The findings bolster the controversial ‘connectivity hypothesis’ of autism, which holds that the disorder stems from too many connections in local areas of the frontal cortex, and under-connectivity between far-reaching regions.
The study, which looks at variants of the contactin-associated protein-like 2 (CNTNAP2, dubbed ‘cat nap’) gene, is one of the first to correlate brain activity and genetic risk factors.
Early last year, Daniel Geschwind‘s lab at the University of California in Los Angeles and two other independent teams each reported that common variants in CNTNAP2 up the risk of developing autism.
The CNTNAP2 protein is involved in cell-to-cell communication and is expressed in frontal-striatal brain circuits, which are important for planning and executive function. But no one knew whether carrying these variants leads to changes in brain activity.
Ashley Scott, a graduate student in Geschwind’s lab, scanned the brains of 16 high-functioning boys with autism and 16 age-, sex- and IQ-matched healthy controls during a difficult memory task that requires activity in that brain circuit. She also collected saliva samples from the children to see which ones carry the CNTNAP2 variants.
Because the variants are common in the population, most participants — 11 of the children with autism and 12 of the controls — have at least one copy.
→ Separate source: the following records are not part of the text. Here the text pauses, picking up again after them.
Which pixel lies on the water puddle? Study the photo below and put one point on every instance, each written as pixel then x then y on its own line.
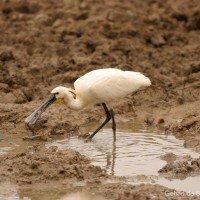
pixel 11 192
pixel 135 155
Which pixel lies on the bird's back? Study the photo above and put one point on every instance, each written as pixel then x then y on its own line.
pixel 105 85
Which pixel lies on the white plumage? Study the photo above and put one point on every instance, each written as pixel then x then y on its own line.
pixel 106 85
pixel 98 86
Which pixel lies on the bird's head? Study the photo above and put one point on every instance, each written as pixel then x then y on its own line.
pixel 57 96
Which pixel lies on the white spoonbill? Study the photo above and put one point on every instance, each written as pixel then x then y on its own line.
pixel 100 86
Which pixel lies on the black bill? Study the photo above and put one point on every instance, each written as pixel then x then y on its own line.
pixel 31 119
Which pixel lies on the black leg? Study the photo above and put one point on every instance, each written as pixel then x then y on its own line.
pixel 108 117
pixel 113 124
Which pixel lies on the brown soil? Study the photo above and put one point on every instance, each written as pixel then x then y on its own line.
pixel 182 166
pixel 48 43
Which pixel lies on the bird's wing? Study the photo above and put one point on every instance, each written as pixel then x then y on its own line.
pixel 116 85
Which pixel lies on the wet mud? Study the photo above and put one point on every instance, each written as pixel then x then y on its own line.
pixel 44 44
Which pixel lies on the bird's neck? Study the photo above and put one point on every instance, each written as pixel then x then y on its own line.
pixel 73 100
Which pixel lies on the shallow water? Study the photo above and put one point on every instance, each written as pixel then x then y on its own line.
pixel 135 155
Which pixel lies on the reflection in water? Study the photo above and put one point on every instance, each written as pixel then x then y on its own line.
pixel 134 153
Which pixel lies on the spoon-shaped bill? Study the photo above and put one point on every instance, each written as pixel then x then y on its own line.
pixel 32 118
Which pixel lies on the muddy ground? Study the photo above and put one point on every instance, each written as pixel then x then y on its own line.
pixel 48 43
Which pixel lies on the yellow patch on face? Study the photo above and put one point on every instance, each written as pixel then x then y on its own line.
pixel 59 100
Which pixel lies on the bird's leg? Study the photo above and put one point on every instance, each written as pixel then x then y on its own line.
pixel 108 117
pixel 113 124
Scott found that these children have increased connectivity among local areas of the prefrontal cortex. In contrast, long-range connections between the prefrontal cortex and the posterior cingulate cortex — a region toward the back of the brain that’s part of the frontal-striatal loop — are significantly stronger in the children who do not carry the risk allele.
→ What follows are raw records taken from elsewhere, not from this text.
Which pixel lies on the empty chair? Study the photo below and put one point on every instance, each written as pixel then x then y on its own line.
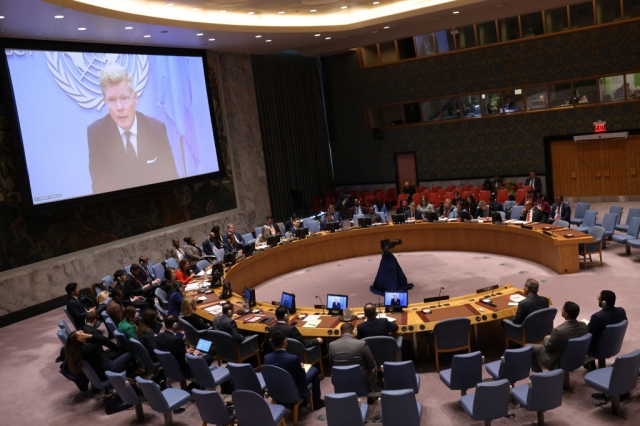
pixel 578 216
pixel 532 330
pixel 542 393
pixel 212 408
pixel 163 401
pixel 400 408
pixel 343 409
pixel 574 356
pixel 401 375
pixel 123 387
pixel 450 335
pixel 490 401
pixel 252 409
pixel 465 372
pixel 597 232
pixel 514 365
pixel 245 377
pixel 204 375
pixel 282 389
pixel 617 379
“This suggests that contactin may be acting by biasing the brain towards this pattern of connectivity,” says Scott, now a postdoctoral fellow at the Scripps Research Institute, in La Jolla.
The researchers are trying to replicate these findings in a larger sample of children. If the results hold, they could have implications for treating autism.
“We know that the brain is really plastic,” Scott says. “Maybe this risk gene biases you toward this one pattern, but if you detect it early enough, maybe you can start training, through behavioral or drug therapy, to build up these other connections.”